22 August, 2022 16:53:53
Tribute to ‘Badru’ of Maidan

It was 1956 Melbourne Olympics and the Indian football team for the first time and probably for the last time got the fourth place finish, just a whiff short of a medal that could have created history and the man who captained India to this marvelous performance was Samar Banerjee, lovingly called ‘Badru’ by his Maidan buddies. On Saturday, when this legendary footballer at the age of 92 left this mortal world, many reminisced the glorious days of Indian football under his able guidance. An extremely amiable person on and off the field, Samar Banerjee was respected by all generations of footballers and supporters. Born on January 30, 1930, Badru started his career with Milan Samity before joining Bally Protiva, a club in his native town of Howrah.

Badru’s skill as a forward came to be widely appreciated.

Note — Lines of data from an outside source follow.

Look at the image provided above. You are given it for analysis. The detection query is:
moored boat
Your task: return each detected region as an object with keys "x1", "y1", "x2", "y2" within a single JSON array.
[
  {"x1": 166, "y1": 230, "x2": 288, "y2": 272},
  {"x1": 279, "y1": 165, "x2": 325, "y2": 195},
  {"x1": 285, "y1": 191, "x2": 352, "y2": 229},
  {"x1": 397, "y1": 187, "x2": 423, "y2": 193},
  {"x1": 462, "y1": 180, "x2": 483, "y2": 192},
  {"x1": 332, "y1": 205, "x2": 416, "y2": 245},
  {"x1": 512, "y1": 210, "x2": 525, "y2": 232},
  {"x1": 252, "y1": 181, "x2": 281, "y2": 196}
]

In 1952, the erstwhile Mohun Bagan Club, one of the best in the country, picked him up as a talented player. This was after Banerjee had played for the famous Bengal-Nagpur Railway Football Club briefly. Despite being a hit in sports, Samar Banerjee had always been a brilliant student and was enrolled as a student of medicine in RG Kar Medical College. But his love for soccer made him give up his studies and embrace the game that would take him to dizzy heights. 

While in Mohun Bagan, he caught the eyes of the whole of India and soon was inducted in the national football team. The formation of Banerjee's deadly combination up front with Kesto Pal achieved endless success in the century old club. Banerjee won the IFA Shield in his debut season with the ‘green-and-maroon brigade’ in controversial final against Rajasthan Club of Calcutta. He then guided the club to their first ever Durand Cup next season. Banerjee again hogged the Maidan limelight in 1954 when they secured another first, a double with the CFL and IFA Shield titles. In 1958, Banerjee was chosen as team captain. Besides guiding Mohun Bagan to several trophies including their first ever Durand Cup in 1953, Rovers Cup in 1955, Banerjee had represented West Bengal and won Santosh Trophy twice in 1953 and 1955.

His academic and leadership qualities fetched him the captaincy of the Indian team that reached the semifinals at the Melbourne Olympics. India lost the semi-final to Yugoslavia and the third-place match to Bulgaria. That remains the best-ever performance by India at the Olympics or any other world event till date. Later, he rose to become a stalwart for his club but retired at the age of 30. But his soccer love could not keep him off fields, so he took up coaching and went on to manage the Bengal football team, which won the National championship for the Santosh Trophy in 1961. 

After his coaching stint he went on to become a Bengal selector and remained associated with the Indian Football Association for a considerable period. The West Bengal Government honoured Badru Banerjee with the Lifetime Achievement Award in sports in 2017. He also received the Mohun Bagan Ratna in 2009.